A national conservative group on Monday accused the Damariscotta-area school district of violating parental rights and threatened legal action in response to a mother’s complaint that her 13-year-old child was counseled about gender identity without her knowledge.

The Goldwater Institute, an Arizona-based advocacy organization, sent a complaint to Lincoln County Central School District Board Chairman Samuel Belknap on Monday alleging that the district violated the constitutional rights of parent Amber Lavigne by not disclosing to her information about her child and her child’s gender identity.

The complaint asks that the district mandate “the involvement of parents in all decisions by school officials that affect the mental or physical health or well-being of their students,” in order to prevent the violation of parents’ rights and “the possibility of a lawsuit seeking to enforce those rights.”

Goldwater staff attorney Adam Shelton did not directly respond to a question about whether the advocacy organization is planning to sue the school district.

“We’re evaluating our legal options to best protect Amber’s rights,” Shelton said.

District Superintendent Lynsey Johnston did not respond to a question Monday about how, if at all, the district plans to respond to Goldwater’s complaint.


The complaint comes about one month after Lavigne publicly accused a school counselor of providing her child with a chest binder – an item similar to a sports bra or undershirt used to flatten breasts. Lavigne made the accusation in an emotional statement to the school board and said she felt like she had been wrongly shut out of an important decision in her child’s life. Lavigne has since removed her child from the school district.

Following Lavigne’s statement, an anonymous email threatened violence against the counselor, school, and district staff and leadership, shutting down a district school for two days in recent months.

Lavigne did not respond to a request for comment on Monday and previously declined to be interviewed by the Press Herald about the statement she made to the school board. Johnston previously said the school district cannot provide information regarding confidential communications between a student and a social worker.

The threat of a lawsuit comes as schools across the state and the nation are being caught in conflicts over gender and sexuality. Experts say there are no clear legal guidelines about what a school district’s employees should do if a child identifies as a different gender in school and their parents are not aware.
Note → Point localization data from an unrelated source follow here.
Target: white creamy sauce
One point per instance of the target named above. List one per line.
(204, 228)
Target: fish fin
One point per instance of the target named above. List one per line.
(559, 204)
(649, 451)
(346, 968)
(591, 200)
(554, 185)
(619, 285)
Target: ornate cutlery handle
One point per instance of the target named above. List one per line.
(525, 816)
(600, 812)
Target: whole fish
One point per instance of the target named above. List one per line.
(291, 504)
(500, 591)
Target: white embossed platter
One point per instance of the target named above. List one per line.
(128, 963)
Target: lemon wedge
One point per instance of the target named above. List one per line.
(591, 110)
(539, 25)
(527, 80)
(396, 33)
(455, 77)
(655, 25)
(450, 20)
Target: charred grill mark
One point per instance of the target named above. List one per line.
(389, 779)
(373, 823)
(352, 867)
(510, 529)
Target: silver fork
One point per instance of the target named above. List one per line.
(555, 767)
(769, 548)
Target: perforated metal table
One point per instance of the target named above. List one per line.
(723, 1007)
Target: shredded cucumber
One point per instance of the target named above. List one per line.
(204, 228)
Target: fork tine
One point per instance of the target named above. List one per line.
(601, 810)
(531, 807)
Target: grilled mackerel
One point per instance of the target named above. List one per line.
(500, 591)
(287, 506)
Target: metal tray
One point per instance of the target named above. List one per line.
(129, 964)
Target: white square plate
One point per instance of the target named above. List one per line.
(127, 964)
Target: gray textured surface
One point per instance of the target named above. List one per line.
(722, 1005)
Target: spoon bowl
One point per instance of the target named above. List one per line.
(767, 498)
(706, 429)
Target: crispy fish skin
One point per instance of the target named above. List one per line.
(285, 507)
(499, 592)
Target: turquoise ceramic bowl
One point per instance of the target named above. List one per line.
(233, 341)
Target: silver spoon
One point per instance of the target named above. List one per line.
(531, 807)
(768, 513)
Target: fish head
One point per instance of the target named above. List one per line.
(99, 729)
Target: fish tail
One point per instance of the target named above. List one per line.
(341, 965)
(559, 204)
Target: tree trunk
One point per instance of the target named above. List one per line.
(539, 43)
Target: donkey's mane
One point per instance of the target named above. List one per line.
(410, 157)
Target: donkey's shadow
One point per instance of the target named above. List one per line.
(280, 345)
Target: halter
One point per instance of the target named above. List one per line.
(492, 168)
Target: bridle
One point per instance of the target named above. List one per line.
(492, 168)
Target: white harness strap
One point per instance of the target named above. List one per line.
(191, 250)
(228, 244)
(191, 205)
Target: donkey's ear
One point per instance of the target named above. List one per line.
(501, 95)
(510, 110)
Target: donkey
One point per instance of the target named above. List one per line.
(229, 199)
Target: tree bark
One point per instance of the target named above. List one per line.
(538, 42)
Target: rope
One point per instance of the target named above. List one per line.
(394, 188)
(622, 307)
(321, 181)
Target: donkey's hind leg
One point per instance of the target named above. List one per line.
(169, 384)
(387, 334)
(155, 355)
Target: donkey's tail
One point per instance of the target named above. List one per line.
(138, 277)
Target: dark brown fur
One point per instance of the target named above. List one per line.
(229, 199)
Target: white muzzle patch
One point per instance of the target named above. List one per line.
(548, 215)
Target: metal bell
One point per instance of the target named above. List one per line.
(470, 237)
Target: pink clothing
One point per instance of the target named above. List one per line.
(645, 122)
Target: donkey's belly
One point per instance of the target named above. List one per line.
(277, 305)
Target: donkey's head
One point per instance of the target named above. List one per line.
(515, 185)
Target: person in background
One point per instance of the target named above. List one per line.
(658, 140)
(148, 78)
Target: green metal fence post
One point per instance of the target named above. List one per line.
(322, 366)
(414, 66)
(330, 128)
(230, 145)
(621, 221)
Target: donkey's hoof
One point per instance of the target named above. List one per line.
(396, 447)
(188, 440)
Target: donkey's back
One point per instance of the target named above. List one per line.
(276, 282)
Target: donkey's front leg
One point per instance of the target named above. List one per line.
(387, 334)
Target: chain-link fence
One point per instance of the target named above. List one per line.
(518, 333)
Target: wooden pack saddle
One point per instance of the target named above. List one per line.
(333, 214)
The courts have weighed the rights of parents and children on a variety of issues from religion in schools to labor laws, ruling both that parents have a constitutional right to raise their children and be in charge of their education, and that children have constitutional rights as individuals. However, neither of those rights is absolute so it is not legally clear where the rights of parents end and children begin and vice-versa.

Policies directing how employees should respond if a student changes their gender identity at school and their parents don’t know vary significantly in public schools around the state and the country.


Some experts and students say it’s important for transgender or nonbinary students to feel safe at school and not fear being “outed” to their parents before they are ready. Others argue gender and sexuality are issues for families to handle and schools should defer to the rights of parents.

A Portland Public School District policy says that the district will let a student decide if and how they want to share their gender identity with parents and guardians.

But when board members in the Oxford Hills School District tried to pass a policy that would direct school employees to use a student’s chosen gender identity and only share gender identity information with a student’s parent with student approval, community members organized a recall election and two board members lost their posts.

Goldwater has taken legal action on a number of similar issues regarding parents rights, a catchall term for the decisions parents get to make about their children’s lives, and other issues including school choice, private property rights and free speech.